O DocLisboa é, por assim dizer, diferente de outros festivais (nomeadamente o IndieLisboa) em termos de ambiente. Talvez por já se ter imposto e por já estar na quarta edição, não há, pelo menos nas sessões a que fui, a febrilidade e o entusiasmo que há no outro festival lisboeta.
O que, por sua vez, não significa que não tenha sido um sucesso tremendo esta edição de 2006, como o atestam as sucessivas sessões esgotadas, por exemplo, no período da tarde. Este é um festival consolidado, e cujos espectadores se dividem entre os convertidos, tranquilos no seu percurso pelos filmes, e os iniciados, que se adaptam imediatamente à calma e sofisticação deste festival, no que muito ajudam as extraordinárias instalações da Culturgest.

O meu percurso começou com Mysteryon (1991), primeira parte de uma trilogia dedicada a questões religiosas da autoria da finlandesa Pirjo Honkasalo. Mostrando o percurso iniciático de uma jovem candidata a freira juntamente com as celebrações religiosas que pautam o dia-a-dia das freiras de convento na Estónia, é um filme lento e arrastado, que tenta perscrutar por detrás da rotina do convento e penetrar as motivações de quem faz da fé a sua vida. Não o consegue, e sobram apenas um conjunto de vinhetas sem particular interesse,à excepção de mostrar que as feridas espirituais das candidatas são tantas que estas optam por ir para um sítio onde essas feridas doam menos e não se possam expandir. Nem a curiosidade de ter sido filmado em condições muito adversas, ainda durante a existência da URSS (numa época em que as associações religiosas de qualquer tipo eram proibidas), lhe conferem estatuto maior que a curiosidade.




O Japão merece uma atenção especial em 2006 com a retrospectiva “Histórias Mínimas – O Documentário Japonês Contemporâneo”. E história mínima, do ponto de vista estético, é o que se pode dizer de The Cheese and The Worms, documentário caseiro e doméstico de Kato Haruyo. Durante hora e meia, acompanham-se dois momentos muito especiais na vida da realizadora: a morte de sua mãe e o período subsequente.
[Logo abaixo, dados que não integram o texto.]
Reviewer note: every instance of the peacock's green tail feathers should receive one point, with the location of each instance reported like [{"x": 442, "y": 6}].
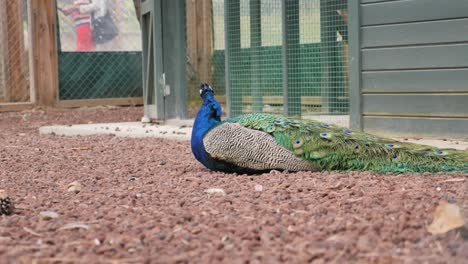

Tocante retrato da doença, é um filme simultaneamente carinhoso e lúcido, que filma a vida quotidiana (em câmara digital). É impressionante a tranquilidade zen com que, no velório, filma o corpo da mãe como se estivesse grata por tudo o que a progenitora fez por ela, do mesmo modo que, já antes, tinha filmado o calvário físico da mesma com uma enorme sensação de partilha. Ademais, as crianças, sobrinhos da cineasta, estão sempre por lá para nos lembrar da eterna continuidade da vida. No final, quando a avó de noventa anos vê o filme que mostra os últimos tempos da filha, percebe-se: aquele é somente um “home movie” que, não sendo nada de extraordinário cinematograficamente, deixa um conforto na alma a todos os que o vêem.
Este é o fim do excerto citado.